Since her father's death in 1830, Fredrika had grown closer to her mother. However, under the terms of Sweden's 1734 Civil Code, all unmarried women were minors under the guardianship of their closest male relative until they married, at which time they were placed under the guardianship of their husbands. Only widowed and divorced women were automatically of legal majority. Under this law, she and her unmarried sister Agathe were, since the death of their father, both wards of their elder brother who legally had complete control over their finances, an arrangement which displeased them, as their brother had irresponsibly squandered the family fortune over the last decade. The only remedy for the situation was a direct appeal to the King; such petitions, which were common for businesswomen, were customarily given a favorable reply, and their petition was approved and they were formally granted legal majority in 1840. She spent the winter of 1841–42 alone in Årsta Castle, spending her time completing the tract Morning Watches, in which she stated her personal religious belief as a matter of sense first and of mystic revelation second. This aroused some opposition but she was supported by Geijer, Tegnér, and Böklin. More importantly, the work was the first which she signed by her own full name, instantly making her a literary celebrity. In 1844, the Swedish Academy awarded her their greater gold medal.

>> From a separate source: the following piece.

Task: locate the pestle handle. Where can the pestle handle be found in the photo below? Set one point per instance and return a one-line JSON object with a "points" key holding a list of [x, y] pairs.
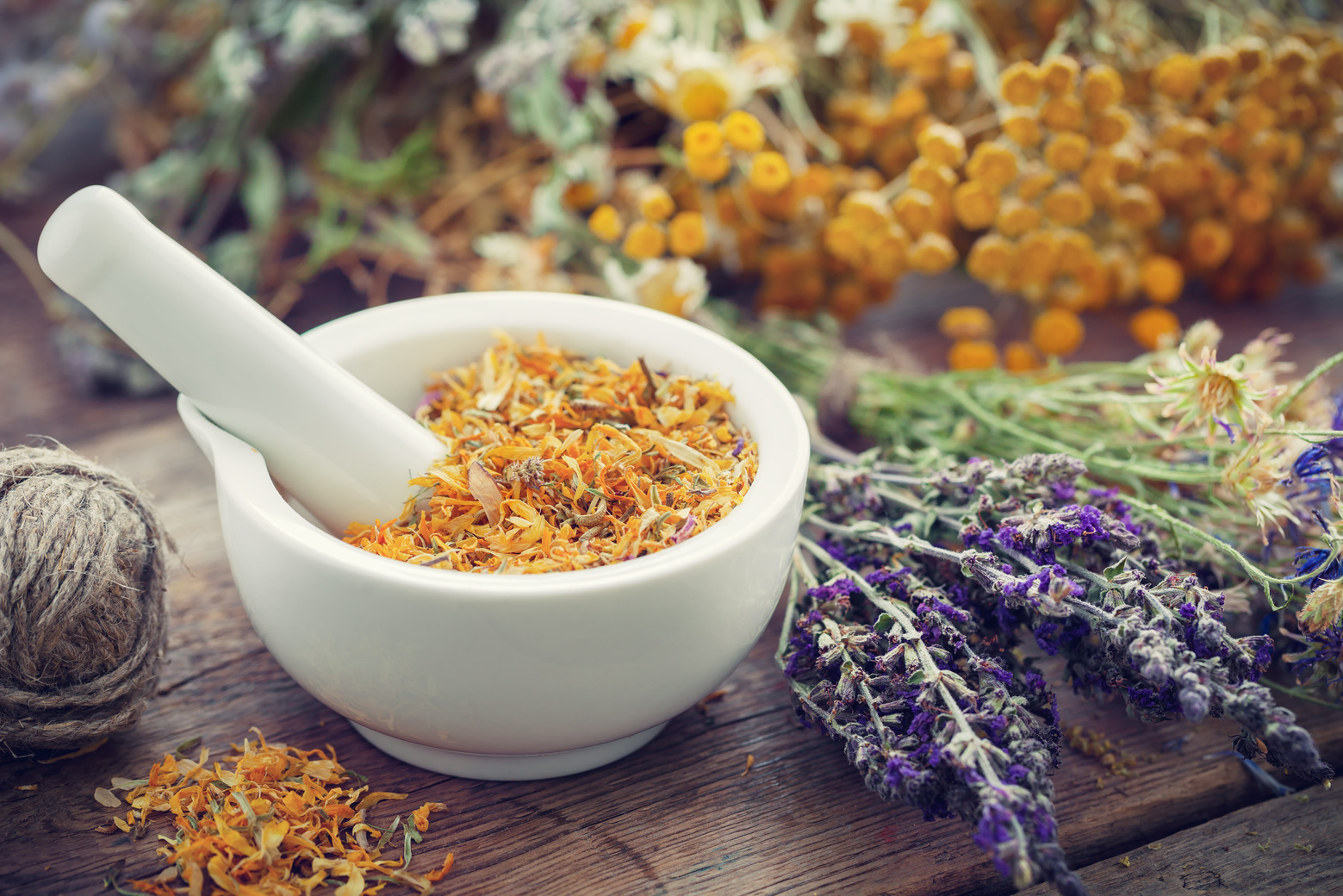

In 1842, Bremer ended the self-imposed isolation in which she had lived since Böklin's marriage and returned to Swedish social circles, which she portrayed in her Diary the next year. The work also served as her contribution to the discussion engendered by Almqvist's controversial Sara Videbeck. Despite being "dreadfully plain", her many friends knew her as humble but loyal, energetic, and strong-willed. She proclaimed that cared little for material possessions: when asked by Carl Gustaf von Brinkman why she could never be an art collector, she replied that "It is certain that nothing worth money would ever be happy with me—even a Swedish Academy medal. Offer me 50 dalers for anything except a warm overcoat and I will let it go." Regarding her unselfishness, Geijer once remarked that, "my dear Fredrika, if you truly could push us all into heaven, you wouldn't mind staying outside yourself."
She began traveling first around Sweden and then abroad. Brockhaus inaugurated its 1841 series Select Library of Foreign Classics with a translation of Neighbors and its success led them to publish seven other volumes of Bremer's works by the end of the next year. By then, Mary Howitt had begun publishing English translations in London and New York; these proved even more popular in England and United States than the original works had been in Sweden, ensuring her warm welcomes while overseas. After each journey, Bremer published successful volumes of descriptions or diary entries of the locations she visited. Her 1846 visit to the Rhineland prompted her 1848 volumes A Few Leaves from the Banks of the Rhine, Midsummer Journey, and Sibling Life, the last recounting her impressions of the tensions leading up to the overthrow of King Louis Philippe in France.